I have heard of this possibility of curing men of evil impulses by allowing them to act them out on robots, clones, or in virtual reality. I saw it in another show, Humans, where men were allowed to act out their sexual fantasies, no matter how sick, on robots. That reminded me of another movie Westworld (I haven't seen the TV adaptation) where people could murder, abuse, and have sex with robots. In both of those examples, the robots begin to gain sentience and fight back against their abusers. Humans taking their worst impulses on a non-living being, is still immoral, something brought up in the Star Trek: The Next Generation episode "Measure of a Man". It was sort of mentioned in Star Trek Picard Season 1.
Another technology in science fiction is the memory block or giving someone a completely new personality. These are usually given to those who suffer from PTSD or suicidal depression. Memory blocks tend to fade and the sufferer is suddenly being attacked by mysterious nightmares in their minds. Personality changes rarely work as the old personality will haunt the new. It did work in Deep Space Nine. Worf's brother wanted to commit suicide so instead they gave him a memory block, plastic surgery to change his face, and a new personality. Would changing your personality, mind, and face help cure you of trauma?

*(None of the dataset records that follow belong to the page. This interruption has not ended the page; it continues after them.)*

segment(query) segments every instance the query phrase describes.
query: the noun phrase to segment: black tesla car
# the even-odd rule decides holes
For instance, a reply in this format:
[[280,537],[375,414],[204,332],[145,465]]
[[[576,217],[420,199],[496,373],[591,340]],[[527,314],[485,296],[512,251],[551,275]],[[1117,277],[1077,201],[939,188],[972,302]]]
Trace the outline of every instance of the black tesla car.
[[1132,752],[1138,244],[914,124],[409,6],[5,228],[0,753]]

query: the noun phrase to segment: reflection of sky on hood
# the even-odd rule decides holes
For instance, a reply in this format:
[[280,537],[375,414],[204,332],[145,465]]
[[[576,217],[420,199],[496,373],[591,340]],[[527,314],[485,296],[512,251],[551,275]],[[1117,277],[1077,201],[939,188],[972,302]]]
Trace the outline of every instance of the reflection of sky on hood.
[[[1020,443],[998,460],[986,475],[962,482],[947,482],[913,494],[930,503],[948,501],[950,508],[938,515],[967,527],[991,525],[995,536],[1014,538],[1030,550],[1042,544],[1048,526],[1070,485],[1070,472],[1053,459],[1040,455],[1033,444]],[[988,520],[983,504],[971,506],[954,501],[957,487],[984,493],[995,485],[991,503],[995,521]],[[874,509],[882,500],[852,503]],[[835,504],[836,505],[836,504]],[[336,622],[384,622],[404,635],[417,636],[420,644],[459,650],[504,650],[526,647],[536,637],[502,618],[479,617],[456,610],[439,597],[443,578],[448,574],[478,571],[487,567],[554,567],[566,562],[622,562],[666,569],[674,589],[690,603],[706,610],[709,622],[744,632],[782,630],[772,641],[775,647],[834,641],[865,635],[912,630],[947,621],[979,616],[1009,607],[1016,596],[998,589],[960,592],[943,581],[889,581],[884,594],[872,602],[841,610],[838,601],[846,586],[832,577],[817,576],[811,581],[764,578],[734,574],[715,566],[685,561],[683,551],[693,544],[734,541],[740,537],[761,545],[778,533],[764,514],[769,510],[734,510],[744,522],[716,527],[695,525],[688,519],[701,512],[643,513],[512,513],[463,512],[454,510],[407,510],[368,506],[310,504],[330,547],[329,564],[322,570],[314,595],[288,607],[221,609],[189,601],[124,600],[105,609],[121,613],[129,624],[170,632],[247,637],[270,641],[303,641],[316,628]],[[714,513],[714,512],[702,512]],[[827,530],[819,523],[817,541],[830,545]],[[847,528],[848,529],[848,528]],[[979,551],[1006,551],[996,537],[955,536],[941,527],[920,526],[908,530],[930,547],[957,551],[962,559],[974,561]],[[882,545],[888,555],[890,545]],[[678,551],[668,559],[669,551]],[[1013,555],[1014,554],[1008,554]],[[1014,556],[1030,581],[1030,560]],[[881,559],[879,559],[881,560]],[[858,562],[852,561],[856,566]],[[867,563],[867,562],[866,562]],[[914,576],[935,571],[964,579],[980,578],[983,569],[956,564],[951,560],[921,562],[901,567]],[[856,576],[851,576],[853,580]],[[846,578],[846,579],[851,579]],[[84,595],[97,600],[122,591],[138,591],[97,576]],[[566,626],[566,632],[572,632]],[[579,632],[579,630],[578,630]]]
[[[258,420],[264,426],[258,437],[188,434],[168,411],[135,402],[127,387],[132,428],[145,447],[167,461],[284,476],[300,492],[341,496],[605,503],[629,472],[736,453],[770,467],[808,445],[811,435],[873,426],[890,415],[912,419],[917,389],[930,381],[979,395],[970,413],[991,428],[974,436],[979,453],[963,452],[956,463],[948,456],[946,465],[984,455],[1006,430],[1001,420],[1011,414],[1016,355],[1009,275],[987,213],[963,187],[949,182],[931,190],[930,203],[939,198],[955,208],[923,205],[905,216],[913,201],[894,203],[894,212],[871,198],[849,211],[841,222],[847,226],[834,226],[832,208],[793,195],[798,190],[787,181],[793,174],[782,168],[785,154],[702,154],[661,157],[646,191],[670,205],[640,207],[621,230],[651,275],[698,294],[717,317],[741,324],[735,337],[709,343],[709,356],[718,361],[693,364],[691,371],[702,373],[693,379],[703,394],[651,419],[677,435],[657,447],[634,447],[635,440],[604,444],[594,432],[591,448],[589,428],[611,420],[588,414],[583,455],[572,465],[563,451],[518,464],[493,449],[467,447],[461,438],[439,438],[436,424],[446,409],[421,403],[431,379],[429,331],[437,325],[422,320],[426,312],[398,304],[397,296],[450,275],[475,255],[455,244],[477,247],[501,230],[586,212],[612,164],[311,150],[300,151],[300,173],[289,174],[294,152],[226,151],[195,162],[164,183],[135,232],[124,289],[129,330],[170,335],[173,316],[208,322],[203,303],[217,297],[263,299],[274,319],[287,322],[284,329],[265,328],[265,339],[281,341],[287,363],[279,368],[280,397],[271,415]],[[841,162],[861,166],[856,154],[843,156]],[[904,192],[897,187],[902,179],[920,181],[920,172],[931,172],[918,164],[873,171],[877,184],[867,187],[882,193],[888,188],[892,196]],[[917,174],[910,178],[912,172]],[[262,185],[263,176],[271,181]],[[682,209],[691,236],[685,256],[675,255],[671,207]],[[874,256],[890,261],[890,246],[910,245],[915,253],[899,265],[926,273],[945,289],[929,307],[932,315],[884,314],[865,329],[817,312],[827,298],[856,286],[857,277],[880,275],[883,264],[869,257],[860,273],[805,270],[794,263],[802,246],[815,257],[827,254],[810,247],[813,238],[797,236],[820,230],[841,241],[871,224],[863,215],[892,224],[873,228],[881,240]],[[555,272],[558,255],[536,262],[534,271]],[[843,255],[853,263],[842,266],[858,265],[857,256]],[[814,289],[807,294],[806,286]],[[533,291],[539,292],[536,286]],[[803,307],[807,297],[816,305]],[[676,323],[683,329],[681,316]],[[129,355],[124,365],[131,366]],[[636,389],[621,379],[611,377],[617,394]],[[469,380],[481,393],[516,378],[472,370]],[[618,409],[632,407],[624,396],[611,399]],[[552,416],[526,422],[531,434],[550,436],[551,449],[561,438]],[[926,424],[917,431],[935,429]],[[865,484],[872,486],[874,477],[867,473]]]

Star Trek used many technologies to deal with mental illness using not only medicine and machines but also could use aliens who had empathic or psychic powers. One was the neural neutralizer, a beam that would hypnotize the patient and help them get through their illness through suggestion. Of course, this technology was abused. Vulcans used mind melds to go inside people's minds to help find out what was troubling a person. In the episode, "Whom God's Destroy", they used a medicine that was supposed to cure all mental illness. I guess it didn't. Troi in TNG used her empath powers to help her give her patients therapy for their anxiety, grief, and depression and the show tried to deal with those issue in a compassionate way.
In one episode, Troi entered her mother's mind, using a telepathic connection to help her open up a repressed memory. In Star Trek Picard, Tallinn used a mind meld machine to help her enter the mind of a comatose Picard. Using some sort of telepathic technology to explore someone's mind to get information or to see what is troubling them is common in science fiction. In Star Trek: Picard, the main character of Picard's mind has been uploaded into a new body. His new life doesn't cure him of dealing with past trauma. Unfortunately, this was explored any deeper.
Mental illness is an interesting topic in science fiction, and I hope it will be more than about representation on Picard Season 2 and will be more about exploring compassionate ways to deal with this part of our humanity.